Data(data=array([[[2540, 2602, 2635, ..., 2562, 2646, 2579],
        [2503, 2533, 2604, ..., 2556, 2622, 2519],
        [2600, 2537, 2600, ..., 2596, 2580, 2520],
        ...,
        [2557, 2567, 2589, ..., 2561, 2622, 2614],
        [2542, 2575, 2536, ..., 2502, 2540, 2597],
        [2589, 2550, 2568, ..., 2600, 2601, 2562]],

       [[2544, 2526, 2521, ..., 2574, 2569, 2545],
        [2584, 2566, 2662, ..., 2608, 2671, 2562],
        [2601, 2593, 2592, ..., 2591, 2562, 2531],
        ...,
        [2529, 2618, 2596, ..., 2575, 2624, 2680],
        [2574, 2504, 2624, ..., 2598, 2512, 2554],
        [2612, 2574, 2535, ..., 2548, 2532, 2532]],

       [[2572, 2568, 2552, ..., 2582, 2594, 2523],
        [2550, 2549, 2525, ..., 2558, 2612, 2528],
        [2519, 2591, 2555, ..., 2495, 2509, 2617],
        ...,
        [2590, 2521, 2587, ..., 2630, 2565, 2606],
        [2551, 2564, 2508, ..., 2505, 2561, 2528],
        [2611, 2537, 2574, ..., 2551, 2648, 2611]],

       ...,

       [[2564,

# Managing downloaded data

Managing data is hard! For the All-sky Imager (ASI) data, the biggest concern to keep in mind is the available storage. ASI data is not small...THEMIS ASI alone is 120TB as of December 2024!

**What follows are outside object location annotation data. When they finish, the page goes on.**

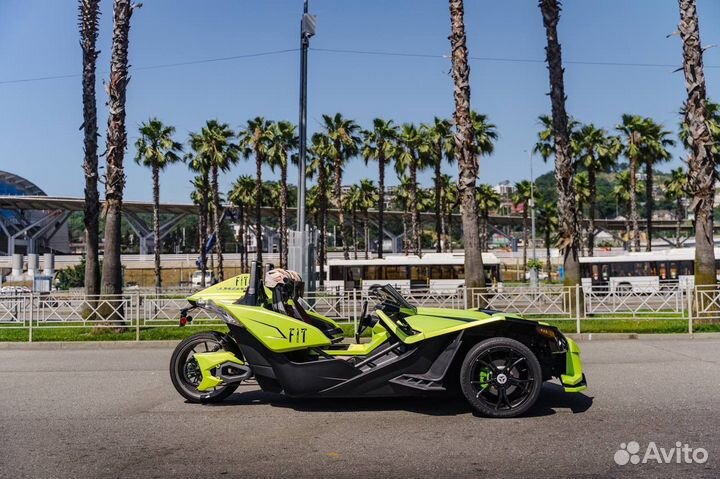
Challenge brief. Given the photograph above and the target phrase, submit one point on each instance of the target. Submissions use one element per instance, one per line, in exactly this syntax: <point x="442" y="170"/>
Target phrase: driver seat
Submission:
<point x="287" y="285"/>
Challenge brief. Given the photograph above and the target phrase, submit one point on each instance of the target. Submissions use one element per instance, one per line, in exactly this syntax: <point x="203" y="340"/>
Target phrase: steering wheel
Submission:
<point x="363" y="323"/>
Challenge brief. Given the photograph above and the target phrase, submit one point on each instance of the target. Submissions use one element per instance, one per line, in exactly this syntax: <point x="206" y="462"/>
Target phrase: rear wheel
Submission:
<point x="501" y="377"/>
<point x="185" y="372"/>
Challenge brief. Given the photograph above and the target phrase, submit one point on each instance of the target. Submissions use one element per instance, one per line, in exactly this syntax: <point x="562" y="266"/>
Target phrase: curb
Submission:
<point x="153" y="344"/>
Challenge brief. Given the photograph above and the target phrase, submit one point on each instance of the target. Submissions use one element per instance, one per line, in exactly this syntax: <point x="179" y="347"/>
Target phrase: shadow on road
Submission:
<point x="551" y="399"/>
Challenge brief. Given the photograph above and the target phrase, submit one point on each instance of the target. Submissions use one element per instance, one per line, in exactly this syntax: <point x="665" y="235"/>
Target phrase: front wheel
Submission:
<point x="185" y="372"/>
<point x="501" y="377"/>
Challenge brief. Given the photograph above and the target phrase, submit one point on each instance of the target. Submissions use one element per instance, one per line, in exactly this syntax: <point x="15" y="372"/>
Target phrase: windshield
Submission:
<point x="389" y="296"/>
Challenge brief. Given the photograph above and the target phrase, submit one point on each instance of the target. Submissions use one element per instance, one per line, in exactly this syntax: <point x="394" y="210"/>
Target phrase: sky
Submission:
<point x="618" y="59"/>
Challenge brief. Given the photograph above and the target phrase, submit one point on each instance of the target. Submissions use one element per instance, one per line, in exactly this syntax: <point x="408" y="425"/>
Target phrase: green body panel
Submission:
<point x="278" y="332"/>
<point x="379" y="336"/>
<point x="228" y="291"/>
<point x="209" y="361"/>
<point x="430" y="326"/>
<point x="573" y="377"/>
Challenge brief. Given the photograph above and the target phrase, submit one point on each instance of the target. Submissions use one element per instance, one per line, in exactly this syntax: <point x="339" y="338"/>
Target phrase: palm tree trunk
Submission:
<point x="438" y="206"/>
<point x="414" y="211"/>
<point x="283" y="216"/>
<point x="381" y="204"/>
<point x="564" y="173"/>
<point x="701" y="165"/>
<point x="467" y="161"/>
<point x="649" y="203"/>
<point x="116" y="144"/>
<point x="322" y="224"/>
<point x="678" y="219"/>
<point x="406" y="240"/>
<point x="217" y="217"/>
<point x="202" y="233"/>
<point x="243" y="250"/>
<point x="525" y="240"/>
<point x="354" y="232"/>
<point x="258" y="203"/>
<point x="633" y="205"/>
<point x="156" y="225"/>
<point x="89" y="13"/>
<point x="592" y="207"/>
<point x="338" y="206"/>
<point x="366" y="227"/>
<point x="548" y="259"/>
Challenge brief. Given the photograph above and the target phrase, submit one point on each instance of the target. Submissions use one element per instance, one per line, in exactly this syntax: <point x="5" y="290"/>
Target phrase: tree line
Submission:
<point x="410" y="148"/>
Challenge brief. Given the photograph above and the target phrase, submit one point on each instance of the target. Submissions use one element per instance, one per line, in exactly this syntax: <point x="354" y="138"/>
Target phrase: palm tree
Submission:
<point x="623" y="193"/>
<point x="89" y="15"/>
<point x="199" y="165"/>
<point x="255" y="140"/>
<point x="156" y="149"/>
<point x="284" y="140"/>
<point x="439" y="146"/>
<point x="548" y="225"/>
<point x="116" y="144"/>
<point x="676" y="190"/>
<point x="464" y="149"/>
<point x="242" y="195"/>
<point x="522" y="197"/>
<point x="596" y="152"/>
<point x="655" y="151"/>
<point x="351" y="203"/>
<point x="633" y="128"/>
<point x="367" y="198"/>
<point x="451" y="200"/>
<point x="488" y="199"/>
<point x="380" y="144"/>
<point x="402" y="200"/>
<point x="484" y="134"/>
<point x="320" y="166"/>
<point x="581" y="183"/>
<point x="568" y="224"/>
<point x="343" y="144"/>
<point x="409" y="160"/>
<point x="701" y="164"/>
<point x="220" y="153"/>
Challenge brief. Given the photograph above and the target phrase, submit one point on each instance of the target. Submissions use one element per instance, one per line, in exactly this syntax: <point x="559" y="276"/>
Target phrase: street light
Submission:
<point x="533" y="270"/>
<point x="307" y="30"/>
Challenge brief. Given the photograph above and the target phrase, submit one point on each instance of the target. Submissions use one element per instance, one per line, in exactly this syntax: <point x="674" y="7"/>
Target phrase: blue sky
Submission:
<point x="39" y="120"/>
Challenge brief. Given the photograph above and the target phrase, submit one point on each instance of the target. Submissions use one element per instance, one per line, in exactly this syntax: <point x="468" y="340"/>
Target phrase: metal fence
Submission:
<point x="575" y="307"/>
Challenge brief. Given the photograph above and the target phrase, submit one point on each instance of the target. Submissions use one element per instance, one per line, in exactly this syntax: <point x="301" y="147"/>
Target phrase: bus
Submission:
<point x="437" y="271"/>
<point x="643" y="272"/>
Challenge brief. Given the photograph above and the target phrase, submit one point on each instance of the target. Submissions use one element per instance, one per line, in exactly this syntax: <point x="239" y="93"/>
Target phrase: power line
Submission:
<point x="497" y="59"/>
<point x="158" y="66"/>
<point x="356" y="52"/>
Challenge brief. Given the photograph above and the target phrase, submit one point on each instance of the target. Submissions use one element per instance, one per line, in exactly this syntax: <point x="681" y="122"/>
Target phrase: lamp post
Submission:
<point x="533" y="270"/>
<point x="307" y="30"/>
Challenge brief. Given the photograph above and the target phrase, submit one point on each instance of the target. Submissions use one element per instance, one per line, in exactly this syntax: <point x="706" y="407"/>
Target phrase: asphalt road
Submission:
<point x="114" y="413"/>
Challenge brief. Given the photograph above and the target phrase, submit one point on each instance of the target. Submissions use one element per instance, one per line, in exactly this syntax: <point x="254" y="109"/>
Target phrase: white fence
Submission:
<point x="574" y="308"/>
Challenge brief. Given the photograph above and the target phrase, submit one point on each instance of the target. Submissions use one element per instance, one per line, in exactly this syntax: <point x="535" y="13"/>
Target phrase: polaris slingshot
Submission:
<point x="497" y="361"/>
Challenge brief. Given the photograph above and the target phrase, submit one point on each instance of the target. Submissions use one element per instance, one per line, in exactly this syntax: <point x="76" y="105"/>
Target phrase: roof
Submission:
<point x="23" y="185"/>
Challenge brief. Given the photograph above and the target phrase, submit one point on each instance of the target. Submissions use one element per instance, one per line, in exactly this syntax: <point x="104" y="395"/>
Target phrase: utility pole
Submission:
<point x="533" y="270"/>
<point x="307" y="30"/>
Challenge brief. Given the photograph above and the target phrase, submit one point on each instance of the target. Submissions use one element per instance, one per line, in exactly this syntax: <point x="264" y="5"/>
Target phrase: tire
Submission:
<point x="491" y="390"/>
<point x="181" y="369"/>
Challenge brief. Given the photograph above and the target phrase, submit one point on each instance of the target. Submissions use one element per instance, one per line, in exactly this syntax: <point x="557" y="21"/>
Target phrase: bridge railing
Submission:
<point x="573" y="309"/>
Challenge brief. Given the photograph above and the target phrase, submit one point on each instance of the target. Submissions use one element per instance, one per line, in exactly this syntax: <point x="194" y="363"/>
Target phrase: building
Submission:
<point x="30" y="231"/>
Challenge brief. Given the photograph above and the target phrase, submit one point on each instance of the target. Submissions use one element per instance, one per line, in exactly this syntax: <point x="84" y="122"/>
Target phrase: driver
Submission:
<point x="278" y="276"/>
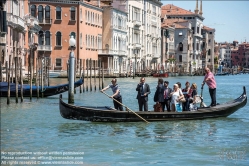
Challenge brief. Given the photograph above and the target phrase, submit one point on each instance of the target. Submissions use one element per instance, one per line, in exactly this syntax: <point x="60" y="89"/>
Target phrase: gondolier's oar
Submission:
<point x="126" y="107"/>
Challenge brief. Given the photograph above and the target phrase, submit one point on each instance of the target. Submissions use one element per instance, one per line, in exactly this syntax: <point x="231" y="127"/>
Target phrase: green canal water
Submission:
<point x="34" y="133"/>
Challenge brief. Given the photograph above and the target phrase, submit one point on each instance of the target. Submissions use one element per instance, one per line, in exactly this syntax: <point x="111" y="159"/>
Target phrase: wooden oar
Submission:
<point x="126" y="107"/>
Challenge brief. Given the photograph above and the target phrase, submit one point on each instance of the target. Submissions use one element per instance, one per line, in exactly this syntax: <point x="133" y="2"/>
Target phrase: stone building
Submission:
<point x="21" y="37"/>
<point x="62" y="19"/>
<point x="198" y="29"/>
<point x="114" y="52"/>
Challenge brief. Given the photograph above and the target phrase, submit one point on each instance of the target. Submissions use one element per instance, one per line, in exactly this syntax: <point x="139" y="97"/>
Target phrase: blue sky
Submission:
<point x="229" y="18"/>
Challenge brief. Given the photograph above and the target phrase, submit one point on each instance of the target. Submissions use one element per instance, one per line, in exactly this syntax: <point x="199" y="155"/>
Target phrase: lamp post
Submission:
<point x="71" y="71"/>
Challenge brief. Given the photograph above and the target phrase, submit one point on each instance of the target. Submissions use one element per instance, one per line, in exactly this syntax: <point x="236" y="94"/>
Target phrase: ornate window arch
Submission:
<point x="58" y="38"/>
<point x="58" y="13"/>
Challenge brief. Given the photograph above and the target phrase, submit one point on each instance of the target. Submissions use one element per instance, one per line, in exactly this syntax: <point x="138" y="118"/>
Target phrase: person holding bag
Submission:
<point x="185" y="92"/>
<point x="159" y="95"/>
<point x="176" y="96"/>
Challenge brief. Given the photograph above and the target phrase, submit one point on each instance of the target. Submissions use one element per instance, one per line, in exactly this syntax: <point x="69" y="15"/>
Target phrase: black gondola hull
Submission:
<point x="107" y="114"/>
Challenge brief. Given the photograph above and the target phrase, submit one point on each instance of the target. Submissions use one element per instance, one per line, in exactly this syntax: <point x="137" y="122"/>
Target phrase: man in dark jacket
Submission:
<point x="143" y="89"/>
<point x="166" y="96"/>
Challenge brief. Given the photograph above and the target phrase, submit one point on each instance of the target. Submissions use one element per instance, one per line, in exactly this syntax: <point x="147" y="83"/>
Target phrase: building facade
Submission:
<point x="198" y="29"/>
<point x="62" y="19"/>
<point x="114" y="52"/>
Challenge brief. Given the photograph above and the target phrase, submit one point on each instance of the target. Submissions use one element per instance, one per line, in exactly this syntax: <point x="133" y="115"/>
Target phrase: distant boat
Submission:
<point x="109" y="114"/>
<point x="46" y="91"/>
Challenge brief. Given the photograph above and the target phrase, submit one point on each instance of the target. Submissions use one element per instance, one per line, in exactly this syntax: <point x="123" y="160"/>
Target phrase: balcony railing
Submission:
<point x="105" y="51"/>
<point x="15" y="21"/>
<point x="153" y="23"/>
<point x="44" y="48"/>
<point x="137" y="45"/>
<point x="45" y="21"/>
<point x="137" y="23"/>
<point x="156" y="56"/>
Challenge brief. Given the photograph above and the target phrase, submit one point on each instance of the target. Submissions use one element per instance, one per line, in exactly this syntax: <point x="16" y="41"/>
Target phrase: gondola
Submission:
<point x="45" y="92"/>
<point x="108" y="114"/>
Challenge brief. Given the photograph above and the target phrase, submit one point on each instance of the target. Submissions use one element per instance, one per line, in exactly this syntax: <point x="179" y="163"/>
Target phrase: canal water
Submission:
<point x="35" y="133"/>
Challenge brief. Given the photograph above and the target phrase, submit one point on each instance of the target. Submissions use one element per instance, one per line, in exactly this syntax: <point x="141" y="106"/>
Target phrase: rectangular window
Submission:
<point x="193" y="29"/>
<point x="58" y="62"/>
<point x="136" y="14"/>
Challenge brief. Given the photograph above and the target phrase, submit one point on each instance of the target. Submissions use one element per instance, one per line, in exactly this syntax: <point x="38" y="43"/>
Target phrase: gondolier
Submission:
<point x="116" y="94"/>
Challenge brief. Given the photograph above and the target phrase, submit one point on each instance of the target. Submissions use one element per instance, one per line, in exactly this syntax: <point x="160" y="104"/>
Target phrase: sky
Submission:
<point x="230" y="19"/>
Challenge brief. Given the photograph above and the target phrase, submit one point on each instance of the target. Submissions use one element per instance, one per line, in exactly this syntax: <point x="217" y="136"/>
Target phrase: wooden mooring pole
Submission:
<point x="90" y="74"/>
<point x="37" y="76"/>
<point x="16" y="80"/>
<point x="81" y="75"/>
<point x="84" y="65"/>
<point x="87" y="68"/>
<point x="21" y="80"/>
<point x="8" y="80"/>
<point x="1" y="73"/>
<point x="94" y="64"/>
<point x="99" y="63"/>
<point x="102" y="75"/>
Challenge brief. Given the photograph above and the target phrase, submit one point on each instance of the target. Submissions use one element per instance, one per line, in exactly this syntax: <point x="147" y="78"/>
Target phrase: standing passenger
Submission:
<point x="116" y="94"/>
<point x="167" y="98"/>
<point x="176" y="95"/>
<point x="143" y="89"/>
<point x="160" y="92"/>
<point x="185" y="92"/>
<point x="211" y="83"/>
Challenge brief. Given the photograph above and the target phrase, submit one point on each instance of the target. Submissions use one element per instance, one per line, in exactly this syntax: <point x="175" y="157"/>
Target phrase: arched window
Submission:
<point x="33" y="10"/>
<point x="86" y="42"/>
<point x="41" y="38"/>
<point x="72" y="11"/>
<point x="40" y="14"/>
<point x="47" y="14"/>
<point x="47" y="38"/>
<point x="58" y="39"/>
<point x="73" y="34"/>
<point x="180" y="58"/>
<point x="93" y="43"/>
<point x="86" y="16"/>
<point x="180" y="46"/>
<point x="58" y="13"/>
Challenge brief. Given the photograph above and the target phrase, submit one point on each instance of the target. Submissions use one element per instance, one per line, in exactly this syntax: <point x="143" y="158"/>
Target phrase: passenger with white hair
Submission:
<point x="176" y="96"/>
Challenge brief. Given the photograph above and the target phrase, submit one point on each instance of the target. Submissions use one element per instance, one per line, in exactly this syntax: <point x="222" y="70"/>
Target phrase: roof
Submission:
<point x="170" y="9"/>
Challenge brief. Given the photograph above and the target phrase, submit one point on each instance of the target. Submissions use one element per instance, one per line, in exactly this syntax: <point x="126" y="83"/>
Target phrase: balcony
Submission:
<point x="153" y="23"/>
<point x="137" y="23"/>
<point x="47" y="21"/>
<point x="105" y="52"/>
<point x="122" y="53"/>
<point x="155" y="56"/>
<point x="32" y="23"/>
<point x="137" y="45"/>
<point x="44" y="48"/>
<point x="15" y="22"/>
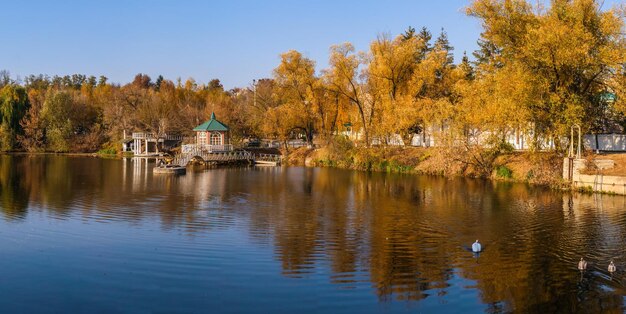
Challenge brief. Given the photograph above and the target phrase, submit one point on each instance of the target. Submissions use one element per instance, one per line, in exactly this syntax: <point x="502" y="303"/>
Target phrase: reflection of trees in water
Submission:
<point x="403" y="234"/>
<point x="13" y="189"/>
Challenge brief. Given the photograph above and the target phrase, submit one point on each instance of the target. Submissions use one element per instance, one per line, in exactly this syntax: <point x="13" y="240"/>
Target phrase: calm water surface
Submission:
<point x="99" y="235"/>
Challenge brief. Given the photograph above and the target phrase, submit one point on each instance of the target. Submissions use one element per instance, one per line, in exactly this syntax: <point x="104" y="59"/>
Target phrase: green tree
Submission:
<point x="13" y="106"/>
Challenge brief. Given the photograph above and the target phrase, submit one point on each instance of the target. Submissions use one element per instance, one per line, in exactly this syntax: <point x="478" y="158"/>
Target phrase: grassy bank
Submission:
<point x="533" y="168"/>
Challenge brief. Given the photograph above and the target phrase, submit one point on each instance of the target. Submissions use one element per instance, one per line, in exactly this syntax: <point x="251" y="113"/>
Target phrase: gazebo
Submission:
<point x="213" y="135"/>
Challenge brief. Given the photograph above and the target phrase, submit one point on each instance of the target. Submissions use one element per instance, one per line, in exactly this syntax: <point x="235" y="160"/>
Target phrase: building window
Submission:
<point x="216" y="138"/>
<point x="201" y="138"/>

To help with this, we have some utility functions at your fingertips. The `show_data_usage()` function can help show you how much data is on your computer in PyAuroraX's download output root path. Then `purge_download_output_root_path()` can delete all the data in that directory.

In [9]:
# to view the amount of data that is currently downloaded, do the following
aurorax.show_data_usage()

Dataset name               Size    
TREX_SPECT_PROCESSED_V1    530.8 MB
TREX_RGB_RAW_NOMINAL       479.9 MB
THEMIS_ASI_RAW             263.3 MB
TREX_RGB_SKYMAP_IDLSAV     42.4 MB 
THEMIS_ASI_SKYMAP_IDLSAV   17.7 MB 
TREX_SPECT_SKYMAP_IDLSAV   11.3 kB 

Total size: 1.3 GB


In [10]:
# alternatively, you can get the data usage information returned as a dictionary
data_usage_dict = aurorax.show_data_usage(return_dict=True)
pprint.pprint(data_usage_dict)

{'THEMIS_ASI_RAW': {'path_obj': PosixPath('/home/darrenc/pyaurorax_data/THEMIS_ASI_RAW'),
                    'size_bytes': 263332336,
                    'size_str': '263.3 MB'},
 'THEMIS_ASI_SKYMAP_IDLSAV': {'path_obj': PosixPath('/home/darrenc/pyaurorax_data/THEMIS_ASI_SKYMAP_IDLSAV'),
                              'size_bytes': 17696892,
                              'size_str': '17.7 MB'},
 'TREX_RGB_RAW_NOMINAL': {'path_obj': PosixPath('/home/darrenc/pyaurorax_data/TREX_RGB_RAW_NOMINAL'),
                          'size_bytes': 479942066,
                          'size_str': '479.9 MB'},
 'TREX_RGB_SKYMAP_IDLSAV': {'path_obj': PosixPath('/home/darrenc/pyaurorax_data/TREX_RGB_SKYMAP_IDLSAV'),
                            'size_bytes': 42440484,
                            'size_str': '42.4 MB'},
 'TREX_SPECT_PROCESSED_V1': {'path_obj': PosixPath('/home/darrenc/pyaurorax_data/TREX_SPECT_PROCESSED_V1'),
                             'size_bytes': 530808113,
                          

In [11]:
# to clean up all data we've downloaded, you can delete
# the data using a helper function, or manually delete
# it yourself
#
# delete all data
# aurorax.purge_download_output_root_path()

# delete data for single specific dataset
# aurorax.purge_download_output_root_path(dataset_name="THEMIS_ASI_RAW")


Note the above function calls are commented out on purpose. Uncomment as needed.